Surfaces of InlC and Tuba SH3-6 are roughly complementary such that a significant driving force for complex formation appears to be the entropic exclusion of water molecules. Individual interactions involve π –π and CH··π stacking, general van der Waals contacts, hydrogen bonds and two imperfect salt bridges. Overall the interaction does not appear to be optimized for tight binding. Correspondingly the dissociation constant was found to be K = 5.4 ± 0.2 μM, indicating a moderately tight interaction. Most importantly the interaction is ~9 times tighter than that between Tuba SH3-6 and N-WASP, easily out-competing the latter. The physiological relevance of the structurally visualized InlC/Tuba SH3-6 interaction was demonstrated by replacing F146 of InlC by alanine, to prevent its interaction with asparagine 1569 of Tuba SH3-6. In vitro this substitution alone essentially abrogates binding (affinity reduced 90-fold to K = 487 ± 298 μM), while in vivo an engineered Listeria strain carrying this mutation behaves identically to an inlC deletion mutant both in spread of bacteria and in protrusion formation (Polle et al., 2014).
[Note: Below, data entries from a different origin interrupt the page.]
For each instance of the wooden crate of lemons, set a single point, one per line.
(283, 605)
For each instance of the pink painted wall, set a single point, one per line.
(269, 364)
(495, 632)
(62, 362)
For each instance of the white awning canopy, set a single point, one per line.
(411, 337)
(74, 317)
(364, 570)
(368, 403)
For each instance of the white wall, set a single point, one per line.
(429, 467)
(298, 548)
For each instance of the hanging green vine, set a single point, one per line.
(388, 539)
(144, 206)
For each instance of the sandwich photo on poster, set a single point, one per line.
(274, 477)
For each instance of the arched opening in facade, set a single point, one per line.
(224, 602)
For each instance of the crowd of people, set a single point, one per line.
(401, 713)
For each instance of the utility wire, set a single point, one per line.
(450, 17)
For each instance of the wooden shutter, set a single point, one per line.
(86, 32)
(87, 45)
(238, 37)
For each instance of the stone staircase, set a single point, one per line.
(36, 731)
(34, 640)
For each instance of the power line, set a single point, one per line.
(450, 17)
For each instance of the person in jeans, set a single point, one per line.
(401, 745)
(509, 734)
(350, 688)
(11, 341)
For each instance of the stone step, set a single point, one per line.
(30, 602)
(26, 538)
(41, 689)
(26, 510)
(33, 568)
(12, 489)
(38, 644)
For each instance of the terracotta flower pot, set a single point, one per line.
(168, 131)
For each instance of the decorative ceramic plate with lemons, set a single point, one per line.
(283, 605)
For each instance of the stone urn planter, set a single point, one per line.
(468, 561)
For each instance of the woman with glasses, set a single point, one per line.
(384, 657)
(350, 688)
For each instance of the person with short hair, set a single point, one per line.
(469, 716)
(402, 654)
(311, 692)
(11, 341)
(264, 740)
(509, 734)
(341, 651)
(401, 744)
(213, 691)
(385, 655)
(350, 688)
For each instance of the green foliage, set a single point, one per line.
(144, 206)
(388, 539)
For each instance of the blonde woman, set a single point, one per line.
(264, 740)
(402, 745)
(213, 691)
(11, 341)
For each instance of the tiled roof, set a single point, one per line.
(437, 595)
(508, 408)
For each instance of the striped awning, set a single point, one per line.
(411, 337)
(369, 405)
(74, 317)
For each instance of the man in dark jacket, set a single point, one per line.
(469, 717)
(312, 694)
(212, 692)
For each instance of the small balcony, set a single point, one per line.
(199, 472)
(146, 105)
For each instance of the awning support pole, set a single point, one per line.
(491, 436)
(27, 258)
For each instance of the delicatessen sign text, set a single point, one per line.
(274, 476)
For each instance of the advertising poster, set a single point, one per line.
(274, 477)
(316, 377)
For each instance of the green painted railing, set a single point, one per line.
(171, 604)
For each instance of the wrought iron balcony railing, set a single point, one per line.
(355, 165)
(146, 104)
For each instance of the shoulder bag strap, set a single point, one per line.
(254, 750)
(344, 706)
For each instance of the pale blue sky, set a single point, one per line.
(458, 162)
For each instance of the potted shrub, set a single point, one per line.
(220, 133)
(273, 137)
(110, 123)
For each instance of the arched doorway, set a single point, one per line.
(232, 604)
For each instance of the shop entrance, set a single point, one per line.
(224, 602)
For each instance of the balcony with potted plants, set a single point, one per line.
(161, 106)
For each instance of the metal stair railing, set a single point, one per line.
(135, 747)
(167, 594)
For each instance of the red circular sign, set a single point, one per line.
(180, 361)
Unexpectedly K173 is not involved in the direct interaction of InlC with the Tuba SH3-6 domain (Polle et al., 2014). Correspondingly in vitro analysis of variant InlCK173A by isothermal titration calorimetry did not indicate altered affinity toward Tuba SH3-6 (Polle et al., 2014). The discrepancy between the in vivo and in vitro importance of this residue remains enigmatic. Resolving this issue may require larger, multi-domain fragments of Tuba being used in the analysis.

Outstanding questions and future studies

During the structural studies, the Tuba SH3-6 domain was observed to form dimers, tetramers, and octamers in vitro while crystals show Tuba SH3-6 forming helical arrays of variable lengths involving identical asymmetric monomer-monomer interactions (Polle et al., 2014). It is not clear whether the two oligomerization events are equivalent or whether oligomerization is physiologically relevant for the full-length protein. We are currently identifying point mutations that will prevent oligomerization of this domain in vitro without affecting peptide-ligand binding. In situ production of variant proteins could then indicate whether Tuba SH3-6 oligomerization is physiologically relevant.
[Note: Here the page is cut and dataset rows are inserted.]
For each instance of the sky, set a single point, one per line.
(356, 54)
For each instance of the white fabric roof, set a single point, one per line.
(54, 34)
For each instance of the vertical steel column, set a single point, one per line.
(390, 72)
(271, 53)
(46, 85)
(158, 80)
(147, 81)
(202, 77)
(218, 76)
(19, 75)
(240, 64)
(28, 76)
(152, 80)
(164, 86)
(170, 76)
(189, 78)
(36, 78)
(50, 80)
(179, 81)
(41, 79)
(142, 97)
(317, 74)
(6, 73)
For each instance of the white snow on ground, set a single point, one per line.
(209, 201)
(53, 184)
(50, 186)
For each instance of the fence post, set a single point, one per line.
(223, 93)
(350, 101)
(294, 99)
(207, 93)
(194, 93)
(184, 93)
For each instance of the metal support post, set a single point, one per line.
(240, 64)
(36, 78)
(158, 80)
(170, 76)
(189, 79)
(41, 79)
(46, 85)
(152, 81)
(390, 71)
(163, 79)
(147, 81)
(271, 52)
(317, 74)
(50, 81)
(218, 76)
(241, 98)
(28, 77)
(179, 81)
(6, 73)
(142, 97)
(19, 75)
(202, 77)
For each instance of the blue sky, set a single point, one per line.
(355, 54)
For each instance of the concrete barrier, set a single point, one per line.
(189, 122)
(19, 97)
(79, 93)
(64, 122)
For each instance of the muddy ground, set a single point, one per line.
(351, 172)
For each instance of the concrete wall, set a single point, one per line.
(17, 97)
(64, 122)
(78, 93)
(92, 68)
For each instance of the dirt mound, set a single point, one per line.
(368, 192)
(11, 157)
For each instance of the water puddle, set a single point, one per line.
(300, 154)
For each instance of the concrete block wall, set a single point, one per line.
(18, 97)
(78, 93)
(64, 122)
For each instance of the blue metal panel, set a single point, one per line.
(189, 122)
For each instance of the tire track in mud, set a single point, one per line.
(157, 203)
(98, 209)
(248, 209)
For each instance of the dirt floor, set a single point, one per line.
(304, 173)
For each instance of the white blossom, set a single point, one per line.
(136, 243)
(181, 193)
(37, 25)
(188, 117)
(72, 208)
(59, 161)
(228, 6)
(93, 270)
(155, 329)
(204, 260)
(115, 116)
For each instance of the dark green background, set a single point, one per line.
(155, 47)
Another critical unresolved question is what host physiological processes underlie Tuba-mediated regulation of Listeria spread? Answering this question is challenging, given the multiple functions of Cdc42 and N-WASP in actin assembly, endocytosis, exocytosis, and cell polarity (Harris and Tepass, 2010; Suetsugu and Gautreau, 2012). Here we suggest two possibilities: First, Tuba, N-WASP, and Cdc42 may restrain Listeria protrusions by maintaining actin filaments at cell junctions (Otani et al., 2006; Kovacs et al., 2011). Such filaments act together with myosin II to generate junctional tension (Gomez et al., 2011). Second, Tuba, Cdc42, and N-WASP may indirectly affect cell junctions and Listeria spread by promoting the exocytic delivery of host proteins that generate junctional tension. Interestingly, Tuba, Cdc42, N-WASP each localize to the Golgi apparatus, suggesting a potential role for these proteins in exocytosis (Salazar et al., 2003; Matas et al., 2004; Kodani et al., 2009). Future work should elucidate how Tuba, N-WASP, and Cdc42 control Listeria spread. Finally, what are the mechanisms that direct the internalization of Listeria-containing protrusions? A recent study demonstrated that human casein kinase 1-α (CK1-α) is needed for the resolution of protrusions into vacuoles containing Listeria (Chong et al., 2011). Understanding how this kinase promotes protrusion engulfment will likely require the identification of CK1-α substrates involved in bacterial spread. Research in the next decade is anticipated to make considerable progress in understanding how protrusive structures are generated and exchanged between host cells to mediate Listeria spread.

Conflict of interest statement

The authors declare that the research was conducted in the absence of any commercial or financial relationships that could be construed as a potential conflict of interest.